The dispositive issue concerns the dismissal of a felony charge and the refiling of a misdemeanor charge for the same offense. The Supreme Court has construed section 871 to provide that “[m]isdemeanor prosecutions are subject to a one-dismissal rule; one previous dismissal of a charge for the same offense will bar a new misdemeanor charge.” (Burris, supra, 34 Cal.4th at p. 1019.) “Thus, either a misdemeanor or a felony dismissal will bar a subsequent misdemeanor charge,” whether the previous dismissal was of a felony or a misdemeanor charge. (Id. at p. 1020.)

Because neither issue reveals error by the courts that have considered this case, we affirm.

FACTUAL AND PROCEDURAL BACKGROUND

From 1977 through April 2004, Larry Lason lived on Creek View Drive in Grass Valley. Lason’s nine-year-old son, Tyler, had several motorcycles. He had been riding motorcycles since he was about six years old and had ridden many times on Creek View Drive.

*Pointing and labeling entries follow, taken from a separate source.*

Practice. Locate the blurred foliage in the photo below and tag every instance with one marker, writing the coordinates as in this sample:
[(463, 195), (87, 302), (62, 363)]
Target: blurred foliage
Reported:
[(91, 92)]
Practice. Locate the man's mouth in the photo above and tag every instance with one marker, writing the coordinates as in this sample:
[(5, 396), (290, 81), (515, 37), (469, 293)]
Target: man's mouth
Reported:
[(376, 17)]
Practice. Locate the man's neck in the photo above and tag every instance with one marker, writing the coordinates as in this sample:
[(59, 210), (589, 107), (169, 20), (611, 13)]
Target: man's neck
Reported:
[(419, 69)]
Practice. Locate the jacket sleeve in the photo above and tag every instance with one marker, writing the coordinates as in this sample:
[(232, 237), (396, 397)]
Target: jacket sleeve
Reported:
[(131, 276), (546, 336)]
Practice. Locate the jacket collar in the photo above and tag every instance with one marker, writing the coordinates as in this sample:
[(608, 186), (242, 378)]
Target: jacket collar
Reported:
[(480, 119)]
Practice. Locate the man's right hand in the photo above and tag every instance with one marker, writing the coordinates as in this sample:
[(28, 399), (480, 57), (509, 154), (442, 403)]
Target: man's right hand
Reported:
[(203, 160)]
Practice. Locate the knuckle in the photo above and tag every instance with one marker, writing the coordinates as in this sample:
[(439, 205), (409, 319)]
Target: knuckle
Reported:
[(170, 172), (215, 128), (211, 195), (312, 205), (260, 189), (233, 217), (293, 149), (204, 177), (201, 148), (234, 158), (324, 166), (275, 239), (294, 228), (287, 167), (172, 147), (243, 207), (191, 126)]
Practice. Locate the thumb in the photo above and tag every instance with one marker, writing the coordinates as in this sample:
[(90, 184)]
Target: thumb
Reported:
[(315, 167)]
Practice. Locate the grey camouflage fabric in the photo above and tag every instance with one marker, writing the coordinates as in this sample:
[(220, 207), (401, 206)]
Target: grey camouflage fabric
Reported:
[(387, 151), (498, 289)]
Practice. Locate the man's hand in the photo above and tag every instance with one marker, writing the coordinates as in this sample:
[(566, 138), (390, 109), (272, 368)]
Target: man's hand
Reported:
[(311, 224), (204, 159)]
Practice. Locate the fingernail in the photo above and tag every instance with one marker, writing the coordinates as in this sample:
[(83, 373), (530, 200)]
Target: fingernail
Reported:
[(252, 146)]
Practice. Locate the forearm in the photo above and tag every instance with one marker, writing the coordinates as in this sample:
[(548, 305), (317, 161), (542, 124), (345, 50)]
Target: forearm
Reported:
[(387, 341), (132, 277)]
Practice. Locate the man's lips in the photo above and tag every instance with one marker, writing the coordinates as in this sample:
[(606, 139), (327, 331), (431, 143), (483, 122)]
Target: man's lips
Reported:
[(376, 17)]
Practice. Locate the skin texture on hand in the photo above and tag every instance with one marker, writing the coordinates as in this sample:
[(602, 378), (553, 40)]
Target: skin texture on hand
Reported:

On an afternoon in April 2004, Tyler left his home and rode his motorcycle westbound on Creek View Drive. He was wearing a motorcycle helmet. The weather was clear and cool, and the pavement was dry and in good condition.

In the vicinity of the accident, Creek View Drive is narrow, winding and undulating, and the paved portion is about 14 feet wide. Less than one-quarter mile from his home, Tyler’s motorcycle was struck by a 1993 Chevrolet Blazer that defendant was driving eastbound. Tyler died very soon after the collision.

The impact occurred near the top of a grade. A driver in either direction would not see a vehicle coming from the other direction until the driver was close to the top of the crest. Defendant told an investigating officer that he had been traveling at about 15 miles per hour immediately prior to the impact.

Two skid marks led to the resting place of the Blazer. One skid mark was 24 feet long and the other was 26.5 feet long. Following the collision, two brake tests were performed at the CHP office. Full brake applications while the Blazer was being driven at 20 miles per hour produced skid marks of 16 feet, four inches; and 17 feet, 11 inches. Nothing in the record suggests the Blazer was descending the crown of a hill at the time of these tests.

At its point of rest following the accident, the Blazer was entirely to the left of the middle of the road. When asked, defendant had no explanation for why he was driving on the wrong side of the road.

The investigating officer had extensive training and experience in the investigation of traffic collisions. He opined that the collision was caused by the Blazer being driven on the wrong side of the road. The Blazer’s speed was not a contributing cause.

The collision occurred between 5:00 and 5:30 p.m., and the officer arrived on the scene at 5:53 p.m. He noticed a faint odor of alcoholic beverage on defendant’s breath. Defendant told the officer that he had consumed one light beer at about 4:45 p.m.

The officer gave defendant “a couple of balance and coordination type field sobriety tests,” which defendant completed as demonstrated. The officer also gave defendant two preliminary alcohol screening tests, which measured 0.054 percent and 0.053 percent. The officer formed the opinion that defendant was not over the 0.08 percent level at the time he was driving.